Puerto Rico governor Alejandro Garcia Padilla announced an executive order yesterday (May 1) that suspends debt payments owed by the commonwealth's Government Development Bank. This suspension means that Puerto Rico will likely default on nearly $422 million in bond debts owed today (May 2).
Padilla announced the executive order in a televised Spanish-language speech, livestreamed via YouTube:
"Faced with the inability to meet the demands of our creditors and the needs of our people, I had to make a choice," Padilla said, according to a Wall Street Journal translation of his remarks. Padilla added that making that payment would jeapordize funding for health and other public services.

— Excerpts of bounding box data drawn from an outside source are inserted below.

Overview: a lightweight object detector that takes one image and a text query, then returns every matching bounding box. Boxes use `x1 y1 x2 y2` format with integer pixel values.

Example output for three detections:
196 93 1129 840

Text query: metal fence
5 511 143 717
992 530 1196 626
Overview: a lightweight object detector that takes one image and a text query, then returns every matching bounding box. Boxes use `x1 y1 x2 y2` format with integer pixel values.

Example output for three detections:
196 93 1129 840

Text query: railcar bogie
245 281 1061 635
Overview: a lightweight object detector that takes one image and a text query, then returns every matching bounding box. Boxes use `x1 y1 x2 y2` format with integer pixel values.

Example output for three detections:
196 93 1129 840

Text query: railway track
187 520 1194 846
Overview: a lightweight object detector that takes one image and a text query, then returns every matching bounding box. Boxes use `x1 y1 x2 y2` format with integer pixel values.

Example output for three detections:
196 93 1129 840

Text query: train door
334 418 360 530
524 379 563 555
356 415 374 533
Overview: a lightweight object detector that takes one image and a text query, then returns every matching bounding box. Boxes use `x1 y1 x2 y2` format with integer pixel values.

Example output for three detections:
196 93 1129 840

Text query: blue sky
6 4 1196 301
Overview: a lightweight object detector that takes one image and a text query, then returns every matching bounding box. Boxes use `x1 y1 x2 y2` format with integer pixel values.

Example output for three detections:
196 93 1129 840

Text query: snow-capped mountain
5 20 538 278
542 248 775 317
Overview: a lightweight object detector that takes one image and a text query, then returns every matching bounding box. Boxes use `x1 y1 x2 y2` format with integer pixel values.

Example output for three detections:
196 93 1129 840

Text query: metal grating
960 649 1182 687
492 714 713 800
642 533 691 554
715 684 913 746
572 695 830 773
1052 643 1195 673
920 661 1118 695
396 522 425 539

Today's missed payment, the largest one yet, comes after an August 2015 default on debts owed to the island's creditors—many of whom are continental U.S.-based hedge funds and financial institutions—and a decade's worth of financial recession. Reuters reports that Puerto Rico owes $1.9 billion in debts by July 2016. Padilla announced Friday (April 29) that the island could face further lawsuits over these missed payments. Puerto Rico's economic crisis compelled what CNN reported today as the island's "highest net migration recorded in the past decade."
Padilla criticized Congress for lack of action regarding the U.S. territory. Members have yet to agree on a plan for restructuring the debt payments. "If Congress fails to authorize a mechanism to restructure our debt, the 3.5 million American citizens who live in Puerto Rico will continue to suffer," Padilla said.